Bringing the largest manufacturer of aluminum wheels in the world to the shores of Lake Michigan was huge, but it was just part of the success story generated virtually everyday by Berrien County’s lead economic development agency, Cornerstone Alliance.
Cornerstone Alliance President Rob Cleveland says that with more than $25-million in new investment in Berrien County through the course of 2018, the two year total now tops $78.3-million in capital investment since the beginning of 2017.
Based on figures through the end of November, that’s a return on investment by the team at Cornerstone of $42.50 for every dollar invested in the organization.
Cleveland tells me, “We had a number of very good projects this year ranging in many industry sectors. Being able to work with Hagar Township to recruit Dicastal was a significant project for us that will pay dividends for decades.” Dicastal Logistics Group, the world’s largest manufacturer of aluminum wheels, was successfully recruited to Southwest Michigan to the former APL Logistics building on Coloma Road in Hagar Township back in August, providing more than 100 new jobs to the community.
Dicastal was far from the only project that Cornerstone was engaged in over the past year. Cleveland says his agency responded to 73 new business leads from all over the world. He notes, “We have several active new business projects that could add several hundred new jobs to Berrien County. Some of the projects are more likely than others and we’re working on these projects in several of the area municipalities.”
Cornerstone’s Business Development team worked with Gast Manufacturing in Benton Township and DeGroot in Coloma for new manufacturing and warehouse space projects throughout the year along with at least a dozen county-wide projects for industrial, commercial and community partners. Over the course of the year, Cornerstone Alliance project companies created just shy of 200 new jobs (196) throughout Berrien County in the first 11 months of the year.
They also hosted their first ever Small Business Day in the spring and welcomed more than 100 business owners to that function. Cleveland is also exceptionally proud of the partnership that helped bring the new pedestrian bridge linking St. Joseph and Benton Harbor through the Harbor Shores Resort neighborhood over the Paw Paw River.
Another major component of the Cornerstone Alliance team is The Women’s Business Center, which had a very successful year, as well. They were able to help launch 14 new businesses with many others currently in the pipeline, in various stages of business preparedness.
Cleveland is proud of the small but powerful team assembled at Cornerstone, saying, “There are so many functions that the team at Cornerstone Alliance performs throughout the days and weeks of the year. We are actively recruiting new business, helping launch new businesses and encouraging new investment in Berrien County.”

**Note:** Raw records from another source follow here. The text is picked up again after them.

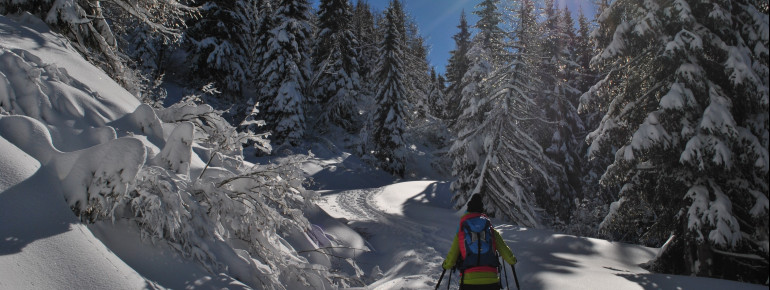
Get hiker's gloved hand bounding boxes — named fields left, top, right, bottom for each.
left=442, top=259, right=453, bottom=270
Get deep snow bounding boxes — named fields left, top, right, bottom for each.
left=0, top=12, right=767, bottom=290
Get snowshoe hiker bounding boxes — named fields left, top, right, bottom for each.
left=442, top=193, right=517, bottom=290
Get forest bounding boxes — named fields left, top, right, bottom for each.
left=1, top=0, right=768, bottom=285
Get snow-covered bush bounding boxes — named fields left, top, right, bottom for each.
left=157, top=85, right=271, bottom=170
left=1, top=32, right=357, bottom=286
left=116, top=93, right=342, bottom=288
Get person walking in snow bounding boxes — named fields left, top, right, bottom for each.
left=442, top=193, right=517, bottom=289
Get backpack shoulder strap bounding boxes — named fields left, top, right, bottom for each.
left=459, top=212, right=484, bottom=225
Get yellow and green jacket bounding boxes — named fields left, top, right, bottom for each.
left=442, top=213, right=517, bottom=285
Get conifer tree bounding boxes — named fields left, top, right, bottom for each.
left=444, top=10, right=473, bottom=122
left=427, top=68, right=448, bottom=119
left=449, top=9, right=498, bottom=207
left=369, top=0, right=409, bottom=177
left=583, top=0, right=769, bottom=282
left=351, top=0, right=378, bottom=85
left=253, top=0, right=275, bottom=90
left=312, top=0, right=362, bottom=133
left=350, top=0, right=382, bottom=115
left=574, top=8, right=597, bottom=102
left=450, top=0, right=552, bottom=227
left=449, top=0, right=503, bottom=210
left=258, top=0, right=313, bottom=148
left=378, top=7, right=431, bottom=128
left=449, top=41, right=494, bottom=206
left=120, top=21, right=172, bottom=106
left=185, top=0, right=252, bottom=98
left=452, top=0, right=509, bottom=135
left=537, top=0, right=584, bottom=221
left=473, top=0, right=507, bottom=65
left=572, top=7, right=611, bottom=236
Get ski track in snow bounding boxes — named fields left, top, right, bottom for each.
left=325, top=187, right=442, bottom=253
left=334, top=189, right=381, bottom=222
left=318, top=185, right=449, bottom=289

It can be a daunting task, but Cleveland recognizes there is also another, less tangible aspect to his world of economic development. He tells me, “Another key aspect of economic development is to constantly be preparing the community for new business opportunities. That means always finding new land and buildings for development. We are working to develop new sites throughout the county that will be suitable for future development. This will be a focus for us in 2019 and beyond. We will always be working to develop new product in Berrien County.”
The search for new land, viable sites and more is just one focal point going into the New Year at Cornerstone Alliance. Cleveland says, “You’ll see continued focus on downtown and Main Street development in Benton Harbor and St. Joseph.”
Meanwhile, Cleveland recognizes that manufacturing is still a very strong suit for Michigan’s Great Southwest and cites the sheer numbers of people still being sought by bellwethers in the community such as Kay Manufacturing, Eagle Technologies, JR Automation and others. The manufacturing industry is still the largest single employment sector in the region, in the high teens percentage-wise, and that supersedes virtually every other labor market in Michigan except for the Grand Rapids-Holland corridor which scores a percentage point two or higher on the employment scale.
As the Cornerstone team takes a day or two to recharge batteries, the never-ending work of such an agency is always top of mind, and Cleveland recognizes fully that they can’t do the work alone. He says, “The foundation of successful economic development always starts with local governments. We have great partners throughout the community and many champions of economic development and community growth that serve as elected officials. Our community will thrive as long as we are all working together to make Berrien County a better place to live work and play.”